In order to better know and understand the disease, we will give you some information about the anatomy of the skull, the structure of the brain, as well as the process of formation and absorption of cerebrospinal fluid (Fig. 1). The brain occupies most of the cranial cavity. It is penetrated by a large number of blood vessels and is surrounded by cerebrospinal fluid as a buffer. The fluid is located in 4 cavities (ventricles) located inside the brain. The ventricles have delicate structures known as villous plexuses (choroid plexuses). These structures produce a significant amount of CSF - about 500 ml per day. The fluid circulates continuously and contains a large number of substances essential for nutrition and ensuring the normal functioning of the nervous system.

CSF also provides a protective cushion for the brain. CSF circulates in the ventricular system and is removed through 3 holes in the 4th ventricle and then enters the subarachnoid space surrounding the brain and spinal cord.

CSF constantly circulates in the brain and spinal cord, constantly being in the process of a) formation, b) circulation and c) absorption.
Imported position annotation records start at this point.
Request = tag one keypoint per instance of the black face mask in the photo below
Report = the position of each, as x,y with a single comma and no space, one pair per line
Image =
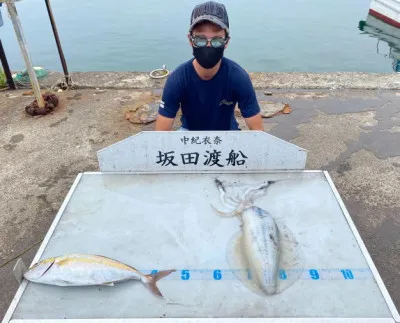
208,57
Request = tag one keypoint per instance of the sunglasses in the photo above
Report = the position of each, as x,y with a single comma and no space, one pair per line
216,42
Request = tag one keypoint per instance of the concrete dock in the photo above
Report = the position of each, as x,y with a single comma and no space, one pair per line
348,122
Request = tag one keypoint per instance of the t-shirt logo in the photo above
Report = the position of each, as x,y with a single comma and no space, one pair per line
225,102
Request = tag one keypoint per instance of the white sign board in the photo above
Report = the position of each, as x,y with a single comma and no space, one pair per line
221,151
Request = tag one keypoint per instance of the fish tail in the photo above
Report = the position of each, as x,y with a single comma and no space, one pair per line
152,279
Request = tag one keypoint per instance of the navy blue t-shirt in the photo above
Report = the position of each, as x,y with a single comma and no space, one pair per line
209,105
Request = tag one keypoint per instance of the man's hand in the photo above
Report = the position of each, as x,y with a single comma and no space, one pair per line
163,123
255,122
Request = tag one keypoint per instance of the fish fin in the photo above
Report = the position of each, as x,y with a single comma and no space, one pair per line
19,270
108,284
291,258
151,280
237,261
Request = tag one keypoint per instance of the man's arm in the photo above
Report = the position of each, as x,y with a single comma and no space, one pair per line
255,122
164,123
247,101
170,103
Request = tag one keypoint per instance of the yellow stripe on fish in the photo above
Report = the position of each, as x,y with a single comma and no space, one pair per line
71,259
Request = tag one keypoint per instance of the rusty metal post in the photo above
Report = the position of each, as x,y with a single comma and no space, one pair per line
60,51
12,10
6,68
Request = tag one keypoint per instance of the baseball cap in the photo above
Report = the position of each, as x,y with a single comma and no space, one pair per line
212,11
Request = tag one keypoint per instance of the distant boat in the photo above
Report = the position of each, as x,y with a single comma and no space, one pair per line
387,11
383,23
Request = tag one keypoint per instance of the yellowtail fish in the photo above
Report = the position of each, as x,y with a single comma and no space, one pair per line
262,247
88,270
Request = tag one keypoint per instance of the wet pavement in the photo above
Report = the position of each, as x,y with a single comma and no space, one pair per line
354,134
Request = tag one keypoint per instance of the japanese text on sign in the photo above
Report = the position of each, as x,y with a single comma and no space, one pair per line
209,158
201,140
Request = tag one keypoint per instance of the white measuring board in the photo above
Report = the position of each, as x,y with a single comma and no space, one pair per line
222,151
162,220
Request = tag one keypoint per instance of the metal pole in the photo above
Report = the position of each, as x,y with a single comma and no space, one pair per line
12,10
60,51
6,68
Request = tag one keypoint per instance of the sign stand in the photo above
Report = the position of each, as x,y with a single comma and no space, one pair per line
150,207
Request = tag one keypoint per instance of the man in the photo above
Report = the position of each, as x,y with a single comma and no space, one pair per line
208,86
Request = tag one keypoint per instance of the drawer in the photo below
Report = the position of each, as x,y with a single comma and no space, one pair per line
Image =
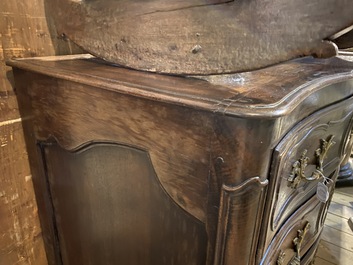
311,150
298,235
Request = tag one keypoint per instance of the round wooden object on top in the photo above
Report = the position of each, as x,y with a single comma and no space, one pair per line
201,37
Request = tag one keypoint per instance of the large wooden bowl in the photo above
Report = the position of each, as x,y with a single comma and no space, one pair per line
201,36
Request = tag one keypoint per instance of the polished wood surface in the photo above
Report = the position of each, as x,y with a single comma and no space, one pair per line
201,37
208,144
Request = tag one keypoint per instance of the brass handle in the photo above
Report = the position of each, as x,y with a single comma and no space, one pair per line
298,169
297,242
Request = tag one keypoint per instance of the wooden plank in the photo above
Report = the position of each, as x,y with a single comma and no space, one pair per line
24,32
345,190
208,38
341,210
20,234
338,223
331,253
338,238
320,261
343,199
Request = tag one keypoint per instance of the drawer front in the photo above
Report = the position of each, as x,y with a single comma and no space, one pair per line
297,236
309,153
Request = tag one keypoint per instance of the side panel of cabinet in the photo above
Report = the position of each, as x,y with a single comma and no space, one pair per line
111,209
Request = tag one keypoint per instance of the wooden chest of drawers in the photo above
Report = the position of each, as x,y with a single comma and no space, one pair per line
139,168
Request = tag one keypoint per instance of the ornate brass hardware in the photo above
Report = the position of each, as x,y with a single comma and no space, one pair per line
298,241
280,258
298,169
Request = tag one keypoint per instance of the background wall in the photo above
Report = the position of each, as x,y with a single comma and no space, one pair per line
24,32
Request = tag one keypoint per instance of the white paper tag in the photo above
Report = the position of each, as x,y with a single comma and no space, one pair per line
322,192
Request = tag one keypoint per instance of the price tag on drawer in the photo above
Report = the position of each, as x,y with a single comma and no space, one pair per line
322,192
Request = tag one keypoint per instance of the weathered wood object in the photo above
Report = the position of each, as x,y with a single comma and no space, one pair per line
139,168
201,36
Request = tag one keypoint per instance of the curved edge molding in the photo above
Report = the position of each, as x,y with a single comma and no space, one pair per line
239,214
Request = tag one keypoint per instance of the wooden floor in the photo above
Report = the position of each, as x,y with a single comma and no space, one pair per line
336,246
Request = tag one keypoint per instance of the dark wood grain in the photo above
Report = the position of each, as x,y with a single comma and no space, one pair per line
212,163
24,32
201,37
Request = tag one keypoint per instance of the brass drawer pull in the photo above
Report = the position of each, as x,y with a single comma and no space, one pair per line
298,169
297,242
In a healthy body these processes are balanced. Hydrocephalus develops if CSF is not cleared from the ventricular system through the cerebrospinal fluid tract. Less commonly, hydrocephalus is caused by excess production of CSF, such as with villous plexus papilloma.

Hydrocephalus in children: just the facts

Hydrocephalus is a disease that occurs due to excessive production and excessive accumulation of cerebrospinal fluid in the intrathecal spaces and/or ventricles of the brain (in the subarachnoid or subdural space), leading to thinning (atrophy) of the medulla and divergence of the skull bones [1–4].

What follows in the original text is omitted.